Solving the Differential Equation 2y'' - 5y' - 3y = 0 with Initial Conditions y(0) = 1, y'(0) = 10
Introduction
Differential equations are a powerful tool in mathematics, with applications in various fields, including physics, engineering, and economics. In this article, we will focus on solving a second-order linear differential equation with constant coefficients and given initial conditions.
The Differential Equation
The differential equation we need to solve is:
2y'' - 5y' - 3y = 0
where y'' represents the second derivative of y with respect to the independent variable, and y' represents the first derivative of y.
Initial Conditions
The initial conditions for this problem are:
y(0) = 1
y'(0) = 10
This means that the value of the function y at x = 0 is 1, and the value of the first derivative of y at x = 0 is 10.

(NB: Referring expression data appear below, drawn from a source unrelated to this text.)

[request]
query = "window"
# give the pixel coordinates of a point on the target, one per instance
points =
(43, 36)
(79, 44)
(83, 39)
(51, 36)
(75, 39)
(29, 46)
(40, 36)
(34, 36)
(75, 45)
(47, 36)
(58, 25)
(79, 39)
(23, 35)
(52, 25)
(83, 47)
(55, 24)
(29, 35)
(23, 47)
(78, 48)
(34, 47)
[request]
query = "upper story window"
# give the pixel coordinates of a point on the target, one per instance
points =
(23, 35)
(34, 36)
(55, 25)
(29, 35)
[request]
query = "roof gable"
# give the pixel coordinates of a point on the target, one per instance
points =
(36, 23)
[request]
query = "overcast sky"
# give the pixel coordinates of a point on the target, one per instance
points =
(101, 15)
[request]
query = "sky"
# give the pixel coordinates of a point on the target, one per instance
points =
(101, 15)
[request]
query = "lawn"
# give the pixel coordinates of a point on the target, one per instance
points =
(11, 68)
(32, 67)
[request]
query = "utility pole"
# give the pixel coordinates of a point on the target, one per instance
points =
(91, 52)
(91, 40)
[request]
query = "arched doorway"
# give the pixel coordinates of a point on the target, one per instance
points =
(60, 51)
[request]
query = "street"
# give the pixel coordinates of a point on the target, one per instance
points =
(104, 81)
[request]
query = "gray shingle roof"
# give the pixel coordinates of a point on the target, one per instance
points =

Step 1: Find the Characteristic Equation
To solve the differential equation, we need to find the characteristic equation. The characteristic equation is a quadratic equation that is derived from the differential equation by substituting the expression r^2 for y'', r for y', and 0 for y.
The characteristic equation for the given differential equation is:
2r^2 - 5r - 3 = 0
Step 2: Solve the Characteristic Equation
To solve the characteristic equation, we can use the quadratic formula:
r = (-b ± √(b^2 - 4ac)) / (2a)
where a = 2, b = -5, and c = -3.
Substituting these values, we get:
r = (-(-5) ± √((-5)^2 - 4(2)(-3))) / (2(2))
r = (5 ± √(25 + 24)) / 4
r = (5 ± √49) / 4
r = (5 ± 7) / 4
This gives us two roots:
r1 = 3
r2 = -2
Step 3: Find the General Solution
The general solution of the differential equation is given by:
y = C1e^(3x) + C2e^(-2x)
where C1 and C2 are arbitrary constants that will be determined using the initial conditions.
Step 4: Determine the Values of C1 and C2
To find the values of C1 and C2, we need to substitute the initial conditions into the general solution.
Substituting y(0) = 1 and y'(0) = 10 into the general solution, we get:
1 = C1 + C2
10 = 3C1 - 2C2
Solving this system of equations, we get:
C1 = 2
C2 = -1
Step 5: Write the Final Solution
Substituting the values of C1 and C2 into the general solution, we get the final solution:
y = 2e^(3x) - e^(-2x)
This is the solution to the differential equation 2y'' - 5y' - 3y = 0 with the initial conditions y(0) = 1 and y'(0) = 10.